I'm not sure about it. For indexing purposes it makes sense, just make it less cluttered- like Technomancer's recommendation. And remember, kids, it's not Facebook if you can't 'like' your own posts.


----------



## Prydogga

I'm also annoyed this seems to take attention away from rep. It should at least give 1 rep in a like or something.


----------



## cyril v

maybe it should be moved all the way to the bottom of the posts on the same area line as the QUOTE/"/etc etc. Pretty distracting where it is now.


----------



## MJS

cyril v said:


> maybe it should be moved all the way to the bottom of the posts on the same area line as the QUOTE/"/etc etc. Pretty distracting where it is now.



Yeah, that seems like it should be easy enough to accomplish. There really isn't any reason something that little should add to the length of a page. 

It doesn't even need to be as wide as it is, since it only lists a few people & a link to see the rest. 

If it was just a tiny link by the buttons that said "xx people like this," most people wouldn't even notice and I doubt there would be a single complaint.

In any case, I can't say its existence means much to me either way... same goes for rep, though.


----------



## DanielKRego

I agree, I think liking should also add to reputation, but by a much smaller factor than a thank you. Something like +1 reputation unit per 3 likes? Because from the looks of it, I think people are going to 'like' posts much more freely than they give reputation, so if likes contribute to reputation too easily, the entire reputation system might become entirely pointless.

Besides, the like system is very useful for finding the important/most relevant/most appreciated posts in a thread, while the thanks system works just for the thread starting post, while the reputation system is anonymous and therefore not specific to posts. The like system adds an entirely new dimension of usability and ease of sorting out the most relevant and contributory posts in a thread, as the system already in place at the top right of the page shows.

I think we should keep the like system, with the suggestions others and I have made before.

*1.* Small 'like' icon to the bottom right of each post with a number next to it, denoting how many likes the post has.
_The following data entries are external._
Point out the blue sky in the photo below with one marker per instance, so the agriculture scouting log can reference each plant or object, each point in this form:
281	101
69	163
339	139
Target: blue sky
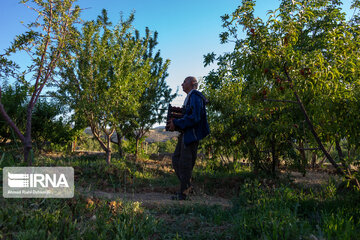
187	29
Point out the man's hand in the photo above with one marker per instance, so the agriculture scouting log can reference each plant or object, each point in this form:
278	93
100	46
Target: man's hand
171	125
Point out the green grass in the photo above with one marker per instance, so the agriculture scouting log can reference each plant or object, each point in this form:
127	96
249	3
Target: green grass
262	207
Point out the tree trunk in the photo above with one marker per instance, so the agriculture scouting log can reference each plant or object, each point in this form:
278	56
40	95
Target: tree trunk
137	147
303	157
275	158
313	160
311	126
108	157
108	150
119	143
27	151
340	154
27	143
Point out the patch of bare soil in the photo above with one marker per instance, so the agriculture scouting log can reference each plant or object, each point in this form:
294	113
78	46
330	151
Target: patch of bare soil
156	199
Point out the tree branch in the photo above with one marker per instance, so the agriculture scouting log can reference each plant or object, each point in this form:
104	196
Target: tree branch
311	126
276	100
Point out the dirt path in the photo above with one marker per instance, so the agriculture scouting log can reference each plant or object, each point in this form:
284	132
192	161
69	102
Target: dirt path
156	199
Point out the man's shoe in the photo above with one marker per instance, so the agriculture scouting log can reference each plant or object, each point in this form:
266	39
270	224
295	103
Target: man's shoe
179	196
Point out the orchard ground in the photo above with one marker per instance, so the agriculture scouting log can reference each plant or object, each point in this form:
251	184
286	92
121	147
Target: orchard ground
130	200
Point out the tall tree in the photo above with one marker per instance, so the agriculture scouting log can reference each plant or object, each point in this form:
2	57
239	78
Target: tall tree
44	42
156	97
297	71
106	76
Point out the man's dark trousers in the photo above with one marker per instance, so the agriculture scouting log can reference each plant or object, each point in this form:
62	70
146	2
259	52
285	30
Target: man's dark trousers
183	161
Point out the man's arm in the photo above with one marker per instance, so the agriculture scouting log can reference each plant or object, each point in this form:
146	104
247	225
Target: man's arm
190	120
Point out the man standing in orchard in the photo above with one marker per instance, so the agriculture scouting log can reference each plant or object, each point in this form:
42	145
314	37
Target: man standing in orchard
193	127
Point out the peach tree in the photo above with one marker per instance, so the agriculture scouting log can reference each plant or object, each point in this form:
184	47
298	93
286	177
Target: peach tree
293	79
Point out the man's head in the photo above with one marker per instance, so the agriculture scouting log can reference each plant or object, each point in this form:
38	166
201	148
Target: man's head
189	84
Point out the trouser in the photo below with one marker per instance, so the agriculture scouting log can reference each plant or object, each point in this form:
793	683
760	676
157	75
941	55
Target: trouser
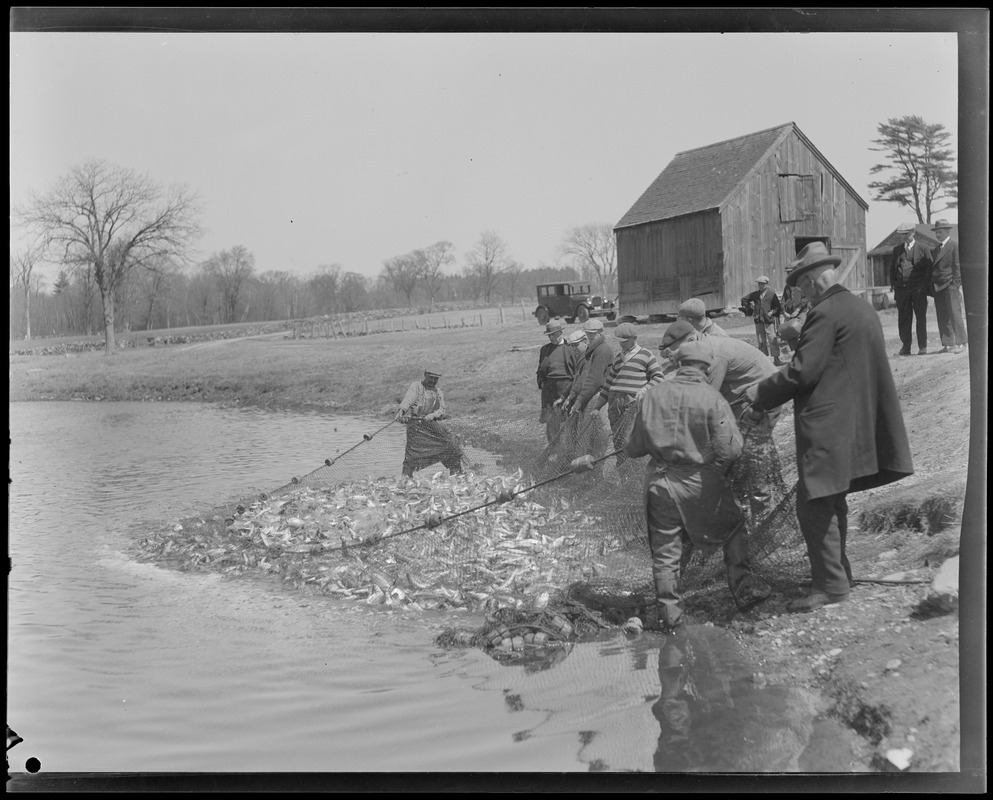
911	303
765	332
951	323
552	390
824	525
671	548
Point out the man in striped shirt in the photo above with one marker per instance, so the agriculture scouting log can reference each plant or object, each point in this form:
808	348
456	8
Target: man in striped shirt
633	370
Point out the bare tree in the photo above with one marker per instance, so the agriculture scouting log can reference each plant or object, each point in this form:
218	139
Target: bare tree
403	273
594	247
486	263
325	286
115	220
22	278
919	156
432	259
230	269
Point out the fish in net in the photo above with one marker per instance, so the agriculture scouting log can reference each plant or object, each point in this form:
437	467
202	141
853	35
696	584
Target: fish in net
531	538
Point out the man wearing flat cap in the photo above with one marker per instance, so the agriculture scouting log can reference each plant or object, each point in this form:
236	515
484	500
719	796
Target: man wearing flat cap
428	442
557	364
849	428
630	374
690	433
694	311
946	284
765	309
910	268
596	361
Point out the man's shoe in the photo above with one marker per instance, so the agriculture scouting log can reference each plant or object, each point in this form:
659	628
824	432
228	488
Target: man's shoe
815	600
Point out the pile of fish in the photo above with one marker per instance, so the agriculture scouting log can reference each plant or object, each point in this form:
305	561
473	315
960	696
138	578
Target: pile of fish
438	541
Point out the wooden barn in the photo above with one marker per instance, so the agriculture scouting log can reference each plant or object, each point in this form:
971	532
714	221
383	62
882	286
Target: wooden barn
721	215
880	255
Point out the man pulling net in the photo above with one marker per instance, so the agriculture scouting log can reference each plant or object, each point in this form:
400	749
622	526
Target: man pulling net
428	441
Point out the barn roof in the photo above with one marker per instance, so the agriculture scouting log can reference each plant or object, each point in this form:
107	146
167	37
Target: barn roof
922	231
708	177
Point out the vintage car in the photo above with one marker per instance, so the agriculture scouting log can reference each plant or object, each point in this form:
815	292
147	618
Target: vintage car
572	301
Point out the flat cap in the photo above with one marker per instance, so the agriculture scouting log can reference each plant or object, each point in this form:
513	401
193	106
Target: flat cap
626	330
676	332
694	308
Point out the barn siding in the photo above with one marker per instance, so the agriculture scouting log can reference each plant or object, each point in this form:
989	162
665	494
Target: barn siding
718	253
757	242
669	261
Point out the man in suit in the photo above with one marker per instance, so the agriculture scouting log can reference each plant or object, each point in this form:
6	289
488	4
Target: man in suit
910	266
850	434
946	283
764	307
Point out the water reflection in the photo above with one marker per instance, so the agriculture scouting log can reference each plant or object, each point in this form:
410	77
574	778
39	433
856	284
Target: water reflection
714	718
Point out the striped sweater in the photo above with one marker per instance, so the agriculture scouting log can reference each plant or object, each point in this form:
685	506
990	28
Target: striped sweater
627	377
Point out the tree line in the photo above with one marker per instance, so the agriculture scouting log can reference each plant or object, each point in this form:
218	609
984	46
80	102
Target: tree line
120	243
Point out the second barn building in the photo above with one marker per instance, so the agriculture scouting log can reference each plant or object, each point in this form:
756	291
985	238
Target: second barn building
720	216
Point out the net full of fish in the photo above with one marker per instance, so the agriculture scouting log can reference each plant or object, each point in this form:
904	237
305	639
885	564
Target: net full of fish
363	539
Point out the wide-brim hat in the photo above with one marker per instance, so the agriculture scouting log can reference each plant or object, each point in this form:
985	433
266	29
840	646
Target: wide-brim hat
626	330
676	332
695	351
815	254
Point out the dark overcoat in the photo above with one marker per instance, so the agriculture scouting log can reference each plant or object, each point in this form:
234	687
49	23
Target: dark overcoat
850	433
946	270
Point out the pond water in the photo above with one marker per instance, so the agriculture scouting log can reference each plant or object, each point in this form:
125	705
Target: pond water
119	666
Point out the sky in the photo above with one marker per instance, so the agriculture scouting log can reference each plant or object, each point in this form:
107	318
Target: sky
316	149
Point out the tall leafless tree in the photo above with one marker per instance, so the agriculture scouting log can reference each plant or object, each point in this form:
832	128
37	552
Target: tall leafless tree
403	273
229	270
433	259
920	163
594	247
487	262
115	220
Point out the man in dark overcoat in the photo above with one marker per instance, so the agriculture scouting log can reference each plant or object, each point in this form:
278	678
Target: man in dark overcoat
910	268
946	283
850	434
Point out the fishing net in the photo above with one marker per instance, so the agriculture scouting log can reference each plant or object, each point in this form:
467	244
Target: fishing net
494	519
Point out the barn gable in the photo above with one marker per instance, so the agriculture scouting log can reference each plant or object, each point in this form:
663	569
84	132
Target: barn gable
708	177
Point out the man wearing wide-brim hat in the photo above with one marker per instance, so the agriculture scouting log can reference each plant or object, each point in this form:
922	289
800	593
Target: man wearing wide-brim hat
557	364
428	442
689	430
946	285
850	434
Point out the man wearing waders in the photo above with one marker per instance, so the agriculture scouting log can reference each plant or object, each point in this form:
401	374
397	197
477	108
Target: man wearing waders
628	378
557	364
689	431
427	441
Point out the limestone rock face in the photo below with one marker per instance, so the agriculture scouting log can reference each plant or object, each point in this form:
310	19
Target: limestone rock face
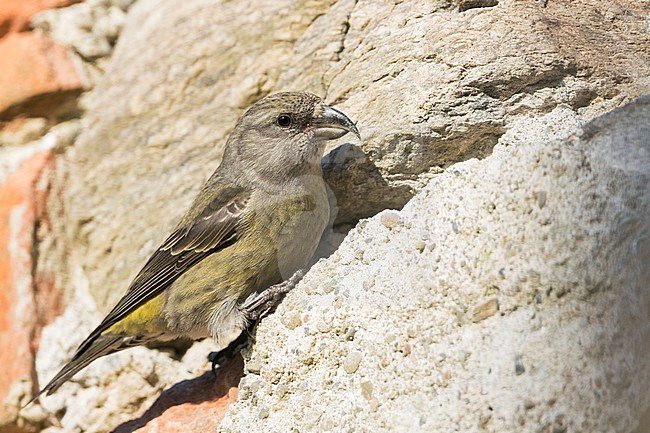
509	295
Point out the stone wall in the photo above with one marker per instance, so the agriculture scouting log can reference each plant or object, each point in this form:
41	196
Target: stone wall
115	112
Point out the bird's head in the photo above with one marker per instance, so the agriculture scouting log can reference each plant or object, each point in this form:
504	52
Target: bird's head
286	134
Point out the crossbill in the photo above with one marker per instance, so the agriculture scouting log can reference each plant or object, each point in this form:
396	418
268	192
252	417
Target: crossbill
256	221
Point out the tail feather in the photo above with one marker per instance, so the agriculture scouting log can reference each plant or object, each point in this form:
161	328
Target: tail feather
101	346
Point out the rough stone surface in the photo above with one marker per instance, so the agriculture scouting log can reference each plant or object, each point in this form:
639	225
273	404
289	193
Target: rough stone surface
89	30
569	349
431	83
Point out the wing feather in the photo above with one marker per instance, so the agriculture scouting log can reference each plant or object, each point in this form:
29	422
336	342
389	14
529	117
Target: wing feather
213	229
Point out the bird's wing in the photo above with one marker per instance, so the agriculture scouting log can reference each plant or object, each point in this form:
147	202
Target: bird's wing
210	230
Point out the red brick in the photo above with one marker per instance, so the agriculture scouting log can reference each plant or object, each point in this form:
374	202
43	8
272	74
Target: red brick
36	76
21	210
15	14
192	406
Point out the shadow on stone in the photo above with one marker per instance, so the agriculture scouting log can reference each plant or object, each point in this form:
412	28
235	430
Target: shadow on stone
204	397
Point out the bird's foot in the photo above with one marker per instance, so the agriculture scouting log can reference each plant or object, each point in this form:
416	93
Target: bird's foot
229	352
259	306
254	309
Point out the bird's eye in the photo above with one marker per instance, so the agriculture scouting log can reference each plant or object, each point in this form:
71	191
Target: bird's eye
284	120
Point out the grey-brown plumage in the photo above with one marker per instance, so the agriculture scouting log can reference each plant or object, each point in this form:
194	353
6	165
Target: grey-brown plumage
257	220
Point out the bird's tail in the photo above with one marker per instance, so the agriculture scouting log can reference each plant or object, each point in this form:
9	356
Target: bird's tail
101	346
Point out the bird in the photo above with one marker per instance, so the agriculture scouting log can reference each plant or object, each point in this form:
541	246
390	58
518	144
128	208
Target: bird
255	223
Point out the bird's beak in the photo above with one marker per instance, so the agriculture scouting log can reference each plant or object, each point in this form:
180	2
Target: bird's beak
330	124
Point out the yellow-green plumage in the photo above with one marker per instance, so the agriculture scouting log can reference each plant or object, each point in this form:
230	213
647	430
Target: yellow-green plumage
256	221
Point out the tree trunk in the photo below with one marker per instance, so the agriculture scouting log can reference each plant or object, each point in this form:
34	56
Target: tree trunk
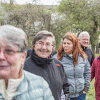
97	50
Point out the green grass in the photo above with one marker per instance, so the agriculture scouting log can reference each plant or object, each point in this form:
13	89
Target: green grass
91	93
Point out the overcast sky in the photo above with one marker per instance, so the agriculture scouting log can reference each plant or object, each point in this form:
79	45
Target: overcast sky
44	2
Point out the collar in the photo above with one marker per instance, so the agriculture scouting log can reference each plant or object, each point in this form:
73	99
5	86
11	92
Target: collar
42	62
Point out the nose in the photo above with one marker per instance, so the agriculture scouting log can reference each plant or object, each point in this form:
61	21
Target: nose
2	56
44	46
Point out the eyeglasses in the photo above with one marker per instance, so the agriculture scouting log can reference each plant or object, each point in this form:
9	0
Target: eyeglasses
46	44
10	52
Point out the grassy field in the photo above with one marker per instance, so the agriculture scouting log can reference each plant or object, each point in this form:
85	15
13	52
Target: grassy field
91	93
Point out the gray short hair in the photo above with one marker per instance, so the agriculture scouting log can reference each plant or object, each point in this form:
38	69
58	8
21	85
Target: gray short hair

Clicking on the icon can evoke a drop down list of who likes the post.

*2.* Likes should contribute to reputation, but at a lesser rate. I suggest something like 3 likes = 1 reputation point.


----------



## Prydogga

I just went into a thread, and 2 people had 'liked' the OP, and only one had Thanked it.

I'd honestly rage at that point.


----------



## Daemoniac

Yeah, it's not a bad concept if there weren't already a system in place like it that isn't quite as cluttered 

Nice to see things moving on here, but not for me I think  (EDIT: As in the "like" system isn't for me).


----------



## Toshiro

Personally, I don't care about the rep, or whether people like my posts.  This set-up is going to make the forum unreadable, which defeats the whole purpose of it.


----------



## meisterjager

Makes no difference. No one ever likes a single fucking thing I say anyways. This will just reiterate that.

Yeah, fuck you guys


----------



## DanielKRego

meisterjager said:


> Makes no difference. No one ever likes a single fucking thing I say anyways. This will just reiterate that.
> 
> Yeah, fuck you guys



Aww meisterjager baby, we think you're nice. There, have a like.


----------



## lobee

Can we get a definitive answer if Alex would be willing tweak the "like" system to be smaller and more out of the way? Also, would it be possible to use both if that's the case? If the answer to both is "no," I think a poll should be started, making it clear that we have to choose either the "thank" system as it is now, or the "like" system as it is now.


----------



## Explorer

Just to give a little perspective here...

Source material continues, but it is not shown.